Mother Jones’ profile of Elon Musk and Tesla Motors trots out a familiar story about industrial policy’s role in the success of infant industries. It also blasts Musk’s Silicon Valley cohorts for their ingratitude in the face of government assistance. But when we look a little more closely, the Mother Jones narrative about Musk’s success breaks down.

The relevant program in Tesla Motors’ case is the Advanced Technology Vehicles Manufacturing (ATVM) Loan Program, a $25 billion fund established by the 2007 Energy Independence and Security Act. The ATVM putatively offers loans to automotive companies to help them meet the Corporate Average Fuel Economy (CAFE) goal of 35 mpg by 2020. Boosters tout the ATVM as a program to help companies through the so-called startup “Valley of Death” during which companies transition from product release to full-scale production, a period so-named because companies are particularly vulnerable.
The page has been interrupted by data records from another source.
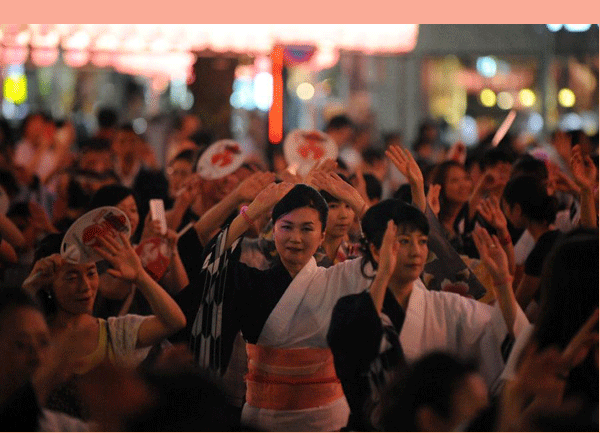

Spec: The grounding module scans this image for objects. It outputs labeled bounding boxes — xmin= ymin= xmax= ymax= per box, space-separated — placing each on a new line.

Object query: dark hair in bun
xmin=271 ymin=184 xmax=328 ymax=231
xmin=360 ymin=199 xmax=429 ymax=277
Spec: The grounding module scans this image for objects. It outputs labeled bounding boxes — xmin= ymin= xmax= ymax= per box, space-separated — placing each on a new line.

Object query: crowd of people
xmin=0 ymin=107 xmax=598 ymax=432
A closer look at the ATVM shows that we should in fact be grateful if the program disappeared altogether. Tesla has been the ATVM’s most public success after  re-paying its $465 million loan nine years early. But Tesla likely succeeded not so much because of its ATVM loan, but because it has a fundamentally sound business strategy and a product capturing the imagination of consumers. While buyers of Tesla’s Model S benefit from a $7,500 federal tax credit for plug-in electric vehicles, in addition to benefits like access to HOV lanes and free charging infrastructure, these subsidies benefit the EV industry as a whole and cannot explain Tesla’s success relative to its peers.

And according to the DOE’s own data, 81 percent of the $8.4 billion spent so far by the ATVM program went to Ford and Nissan Motors—neither of which is a start-up navigating the Valley of Death. These firms could almost certainly purchase loans on the private market—are they really the vulnerable companies that defenders of the ATVM want to benefit?

This is not the ATVM’s only shortcoming. A February 2011 GAO report concluded that the ATVM lacked the expertise to properly monitor loan recipients, and lacked the crucial ability to measure how much the loans contribute to successfully meeting the stricter 2020 CAFE standards. Supporting a program whose success we can’t measure is unwise at best and defending corporate welfare at worst. The ATVM has had some very measurable failures, most notably its $500 million bet on Fisker Automotive that turned south. Despite having received nearly $200 million in taxpayer dollars, Fisker nonetheless announced this May it preparing for a possible bankruptcy filing. Public embarrassment from Fisker’s failure put the ATVM on hold, despite having loaned out barely a third of its allocated funds.

The ATVM has since re-opened and is now accepting applications for loans, but the question remains whether we will see more successes like Tesla or blunders like Fisker. The incentives and track record of subsidized loan programs suggest that it would be wise for the ATVM to quit while it’s ahead.